Le régulateur financier britannique estime qu’une réflexion sur l’encadrement des grands modèles d’intelligence artificielle, tels que ChatGPT, Claude ou Gemini, devient nécessaire en raison de leur influence croissante sur les décisions financières des consommateurs.
Dans un rapport publié lundi à la demande de la Financial Conduct Authority (FCA), son directeur exécutif, Sheldon Mills, met en garde contre les risques liés à l’utilisation de ces outils dans le secteur financier. Il souligne également que la forte dépendance des entreprises envers un nombre limité de fournisseurs de technologies pourrait créer des risques systémiques.
Selon cette étude, plus d’un quart des consommateurs britanniques déclarent faire confiance à des assistants d’IA pour obtenir des conseils financiers.
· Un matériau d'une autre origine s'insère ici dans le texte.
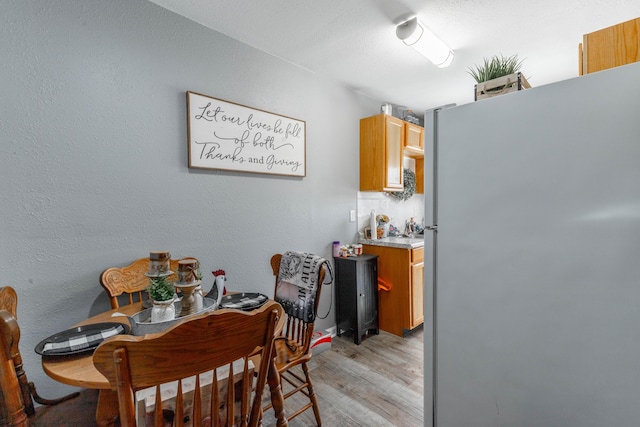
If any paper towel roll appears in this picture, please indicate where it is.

Beaucoup ignorent toutefois que les protections juridiques applicables aux services financiers réglementés ne s’étendent pas à ces outils d’intelligence artificielle.
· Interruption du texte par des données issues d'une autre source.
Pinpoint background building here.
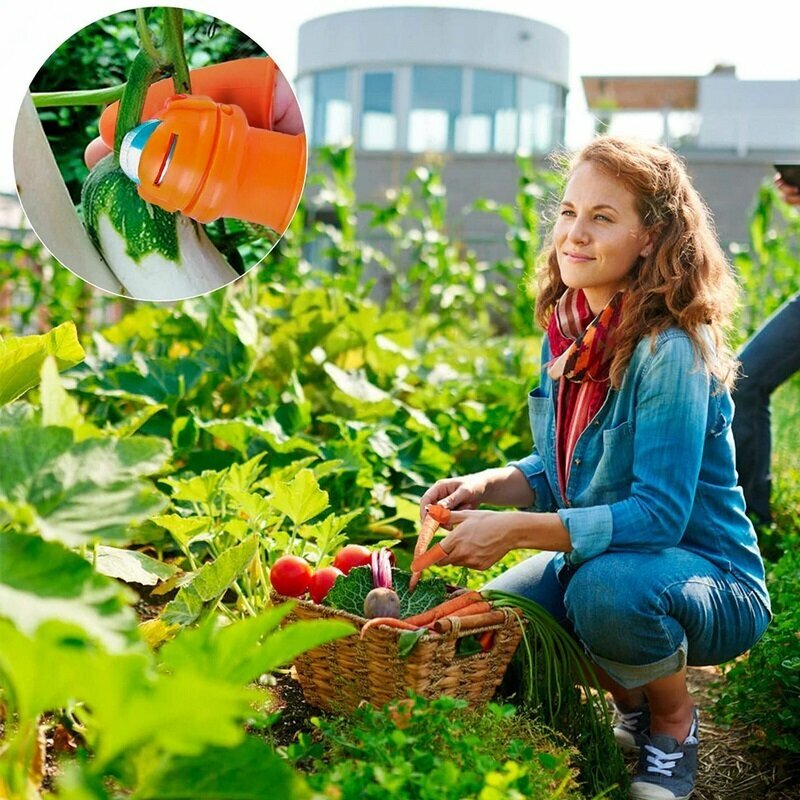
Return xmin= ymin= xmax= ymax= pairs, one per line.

Le rapport rappelle que le conseil financier personnalisé est une activité strictement réglementée au Royaume-Uni et ne peut être fourni que par des entreprises agréées. Les systèmes d’IA sont donc censés se limiter à des informations et conseils d’ordre général.
Les autorités de régulation, au Royaume-Uni comme dans d’autres pays, s’intéressent de plus en plus aux risques liés à l’essor de l’IA, notamment en matière de cybersécurité, de résilience opérationnelle et d’utilisation de systèmes capables d’agir avec une intervention humaine limitée.
Les entreprises concernées, dont OpenAI, Anthropic et Google, n’ont pas réagi dans l’immédiat à la publication de ce rapport.